KPID DKI Jakarta menilai program Xpose Uncensored melanggar Pedoman Perilaku Penyiaran (P3) Pasal 6 serta Standar Program Siaran (SPS) Pasal 16 ayat (1) dan (2) yang menekankan penghormatan terhadap nilai agama dan lembaga pendidikan.
“Konten tersebut jelas bertentangan dengan nilai keagamaan dan norma kesopanan publik. Ini bukan sekadar kesalahan teknis, tapi bentuk kelalaian terhadap tanggung jawab etik penyiaran,” tegas Rizky.
Ia juga menyoroti lemahnya pengawasan internal di lembaga penyiaran. Banyak rumah produksi yang tidak memiliki dewan editorial atau tim kepatuhan yang memahami regulasi P3SPS. Akibatnya, konten yang tayang kerap lolos tanpa kontrol etis yang memadai.

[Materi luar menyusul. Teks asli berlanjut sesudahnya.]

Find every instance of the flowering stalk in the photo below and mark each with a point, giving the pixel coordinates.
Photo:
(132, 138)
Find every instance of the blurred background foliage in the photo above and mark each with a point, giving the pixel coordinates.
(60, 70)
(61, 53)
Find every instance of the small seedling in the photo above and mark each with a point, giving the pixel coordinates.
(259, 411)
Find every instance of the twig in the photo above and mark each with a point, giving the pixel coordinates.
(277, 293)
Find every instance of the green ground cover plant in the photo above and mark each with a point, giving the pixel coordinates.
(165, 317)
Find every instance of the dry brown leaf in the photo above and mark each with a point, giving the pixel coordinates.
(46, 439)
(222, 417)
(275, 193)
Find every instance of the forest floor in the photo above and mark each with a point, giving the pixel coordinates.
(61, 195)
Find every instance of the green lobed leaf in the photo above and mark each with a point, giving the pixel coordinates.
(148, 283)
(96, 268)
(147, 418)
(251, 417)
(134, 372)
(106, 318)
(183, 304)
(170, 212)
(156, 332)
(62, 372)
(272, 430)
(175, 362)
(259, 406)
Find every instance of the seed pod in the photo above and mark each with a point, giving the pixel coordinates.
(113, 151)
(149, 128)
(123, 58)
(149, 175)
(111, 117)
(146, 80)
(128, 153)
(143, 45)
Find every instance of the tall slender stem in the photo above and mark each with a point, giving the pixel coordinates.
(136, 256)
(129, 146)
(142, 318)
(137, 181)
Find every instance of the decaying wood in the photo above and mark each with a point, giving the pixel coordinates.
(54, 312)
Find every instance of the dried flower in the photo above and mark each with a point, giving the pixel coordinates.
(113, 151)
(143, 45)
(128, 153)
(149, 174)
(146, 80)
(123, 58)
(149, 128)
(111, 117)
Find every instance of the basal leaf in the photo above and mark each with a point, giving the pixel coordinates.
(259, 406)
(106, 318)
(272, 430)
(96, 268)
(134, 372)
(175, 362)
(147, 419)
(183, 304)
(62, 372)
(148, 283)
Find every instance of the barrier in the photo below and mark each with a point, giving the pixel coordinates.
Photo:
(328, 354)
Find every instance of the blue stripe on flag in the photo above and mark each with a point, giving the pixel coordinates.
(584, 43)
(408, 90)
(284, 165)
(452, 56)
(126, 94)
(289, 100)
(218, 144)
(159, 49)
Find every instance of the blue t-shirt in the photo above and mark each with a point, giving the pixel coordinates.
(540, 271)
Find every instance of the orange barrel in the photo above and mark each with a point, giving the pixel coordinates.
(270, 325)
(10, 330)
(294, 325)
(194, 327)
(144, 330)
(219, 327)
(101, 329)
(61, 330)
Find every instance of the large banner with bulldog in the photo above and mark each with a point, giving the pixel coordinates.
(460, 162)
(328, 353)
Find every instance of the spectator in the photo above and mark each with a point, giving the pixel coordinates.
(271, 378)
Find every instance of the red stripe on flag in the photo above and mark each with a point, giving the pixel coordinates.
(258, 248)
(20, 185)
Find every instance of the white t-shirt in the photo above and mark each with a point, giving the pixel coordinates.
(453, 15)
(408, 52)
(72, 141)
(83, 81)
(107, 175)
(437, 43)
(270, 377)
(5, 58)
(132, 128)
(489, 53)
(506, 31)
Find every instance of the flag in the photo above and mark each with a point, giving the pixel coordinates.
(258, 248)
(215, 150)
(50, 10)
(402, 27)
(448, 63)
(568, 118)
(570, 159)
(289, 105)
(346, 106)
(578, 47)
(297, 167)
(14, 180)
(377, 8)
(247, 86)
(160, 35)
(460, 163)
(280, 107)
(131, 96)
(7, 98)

Data KPID DKI Jakarta menunjukkan, Trans7 bukan kali pertama melakukan pelanggaran. Dalam periode 2022–2024, stasiun tersebut sudah beberapa kali menerima sanksi administratif atas pelanggaran isi siaran, terutama terkait norma kesopanan dan perlindungan anak.
Selain itu, berdasarkan laporan KPI Pusat 2024–2025, sekitar 60 persen aduan masyarakat terkait isi siaran berasal dari program hiburan dan infotainment yang mengandung kekerasan verbal, eksploitasi isu pribadi, atau pelanggaran etika.
Rizky menyebut, kondisi ini menggambarkan masih lemahnya sistem pengawasan internal di banyak stasiun televisi. Padahal, kata dia, setiap lembaga penyiaran wajib memastikan setiap konten telah melalui mekanisme kontrol dan peninjauan etis sebelum tayang.
Dalam Indeks Kualitas Program Siaran Televisi (IKPSTV) 2025 yang dirilis KPI Pusat, rata-rata nilai kualitas siaran nasional tercatat 3,29 dari skala 4, hanya sedikit di atas ambang batas minimum. Program sinetron, variety show, dan infotainment justru menempati kategori dengan nilai terendah.
“Data ini menunjukkan masih ada kesenjangan antara regulasi dan praktik di lapangan. Banyak lembaga penyiaran lebih mengejar rating daripada kualitas siaran. Padahal tujuan utama penyiaran adalah mencerdaskan publik dan memperkuat nilai kebangsaan,” ujarnya.
KPID DKI Jakarta mendorong lembaga penyiaran memperkuat mekanisme quality control, melakukan review pra-tayang, serta mengadakan pelatihan rutin terkait P3SPS dan etika siaran bagi tim produksi.
Kasus ini juga mendapat perhatian DPR RI. Dalam rapat bersama KPI dan Kementerian Komunikasi dan Digital (Kemenkomdigi), DPR merekomendasikan audit menyeluruh terhadap izin siaran Trans7 untuk memastikan kepatuhan terhadap regulasi penyiaran.
Rizky mendukung langkah tersebut dan menilai audit bukan sekadar sanksi, melainkan bagian dari pembenahan sistem penyiaran nasional.
“Audit izin siaran penting agar lembaga penyiaran memiliki sistem pengawasan yang efektif, bukan hanya formalitas administratif. Ini momentum bagi industri penyiaran untuk berbenah,” tutup Rizky.